Deus não me deu lá muita coisa que possa provocar inveja, eu sei. Mas ao menos uma: tenho uma das melhores memórias que conheço. De vez em quando, é chato. Para trabalhar, dada a minha profissão, é uma bênção.
Leio agora que as despesas decorrentes da cirurgia e internação do presidente Jair Bolsonaro no Albert Einstein, um dos hospitais de ponta no Brasil, ficarão em R$ 400 mil. E assim será porque os médicos decidiram não cobrar honorários. Ou seria muito mais. Não se sabe ainda quem ressarciu ou vai ressarcir as despesas da primeira internação, quando ele era apenas deputado e candidato.
A conta de agora será paga pela Presidência da República. Valer dizer: por nós!
O tempo pode ser cruel para os que conservam a arte de ficar corados, não é mesmo? Não estou certo de que seja o caso de Bolsonaro.
Dilma, ainda candidata, e Lula, já ex-presidente, trataram de seus respectivos cânceres no Sírio-Libanês, que ombreia com Einstein na condição de "o hospital" de ponta no Brasil. À diferença do caso Bolsonaro, não houve despesas para o erário.
Os petistas, e eu conheço essa história melhor do que ninguém, me tratavam como o demônio da imprensa. Mas não leram em nenhum texto meu, à época, nem em um caso nem em outro, nenhuma censura ao fato de candidata e ex-presidente buscarem tratamento de ponta. Ao contrário: eu censurei quem saia vomitando na Internet que eles deveriam se tratar no SUS. Meu posicionamento foi claro: deveriam buscar o melhor que o dinheiro de que dispunham podia pagar.
Até porque sou experimentado nisso. Extraí dois tumores do crânio em 2006. No Einstein. Eu podia pagar. Fiquei duro. Parcelei. Mas paguei. Bem mais tarde, em dezembro de 2016, o Sírio-Libanês cuidou de um aneurisma no meu cérebro. Meu plano, pago com o meu dinheiro, cobria. Oh, leitor inimigo! Você tem o direito de dizer que, da minha cabeça, só saem coisas que não prestam. Quando menos, a piada é boa!
Mas eu falava de memória, que não foi afetada nem pelos tumores nem pelo aneurisma.
Em 2011, parlamentares dos mais variados matizes se solidarizaram com o então já ex-presidente Lula pelo câncer na laringe. Não houve, quase, exceção na expressão do desejo de que o petista se recuperasse. Eu disse "quase". Houve, sim, uma exceção: Jair Bolsonaro.

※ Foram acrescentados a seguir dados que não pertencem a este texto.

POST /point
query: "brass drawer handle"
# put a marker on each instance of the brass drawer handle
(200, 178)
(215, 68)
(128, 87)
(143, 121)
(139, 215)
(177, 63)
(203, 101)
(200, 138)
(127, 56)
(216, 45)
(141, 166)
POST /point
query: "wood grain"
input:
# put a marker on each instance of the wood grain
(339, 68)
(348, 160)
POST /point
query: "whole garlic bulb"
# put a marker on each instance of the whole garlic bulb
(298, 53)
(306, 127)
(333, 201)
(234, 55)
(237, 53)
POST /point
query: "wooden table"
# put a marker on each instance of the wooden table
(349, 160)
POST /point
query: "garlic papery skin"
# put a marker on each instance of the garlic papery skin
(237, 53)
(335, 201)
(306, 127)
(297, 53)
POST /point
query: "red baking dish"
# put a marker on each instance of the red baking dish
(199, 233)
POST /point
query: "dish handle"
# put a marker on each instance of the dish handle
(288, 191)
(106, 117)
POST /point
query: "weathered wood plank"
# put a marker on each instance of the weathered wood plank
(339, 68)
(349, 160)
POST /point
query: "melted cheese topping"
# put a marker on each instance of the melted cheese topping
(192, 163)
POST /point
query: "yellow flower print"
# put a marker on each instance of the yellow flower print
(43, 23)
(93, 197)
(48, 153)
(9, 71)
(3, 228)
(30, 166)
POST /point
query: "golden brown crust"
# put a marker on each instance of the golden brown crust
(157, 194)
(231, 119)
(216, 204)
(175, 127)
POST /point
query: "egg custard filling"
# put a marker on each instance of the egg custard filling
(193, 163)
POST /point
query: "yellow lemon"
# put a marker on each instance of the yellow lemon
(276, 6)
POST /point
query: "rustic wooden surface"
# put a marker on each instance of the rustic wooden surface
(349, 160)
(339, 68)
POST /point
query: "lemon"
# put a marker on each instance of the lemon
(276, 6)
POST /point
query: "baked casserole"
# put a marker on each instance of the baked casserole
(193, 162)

Ouvido a respeito, o então deputado não expressou solidariedade nenhuma e ainda esculhambou Lula, afirmando que ele deveria se tratar no SUS, não no Sírio-Libanês. E olhem que coisa: o petista não gastava dinheiro público para se tratar numa instituição de ponta.
Agora, ficamos sabendo que a Presidência da República é que vai pagar os R$ 400 mil ao Einstein — e a conta poderia ter sido bem maior não fossem as afinidades eletivas dos médicos, certo? — em razão da segunda internação de Bolsonaro.
Se eu fosse como o atual presidente da República acha que as pessoas devem ser e como ele é com os outros, poderia perguntar: "Por que não se tratou no Hospital do Exército? Afinal, se ele pode entregar parte considerável de um país de mais de 200 milhões de pessoas aos militares, por que não a sua vida honorável?" Nota: acho os militares a melhor parcela de um governo patético no conjunto.
Mas eu não sou bolsonarista. Na verdade, porquanto isso queira dizer um pensamento, uma leitura da realidade e um modo de estar no mundo, eu tenho é repulsa por aquilo que se mostra ou busca significar.
Bolsonaro fez bem em buscar tratamento de ponta, ainda que com o dinheiro público. Ele fez mal quando atacou Lula por se tratar no Sírio-Libanês. E aquela despesa não foi paga com dinheiro público.
Bolsonaro vive para se desmentir e para ver suas afirmações serem desmoralizadas pelos fatos. Mas não acho isso ruim. Ele falava e falava muita besteira. A história não tinha como lhe dar razão. Torço para que ponha fim às asneiras. Mas, tudo indica, isso não se dará tão cedo.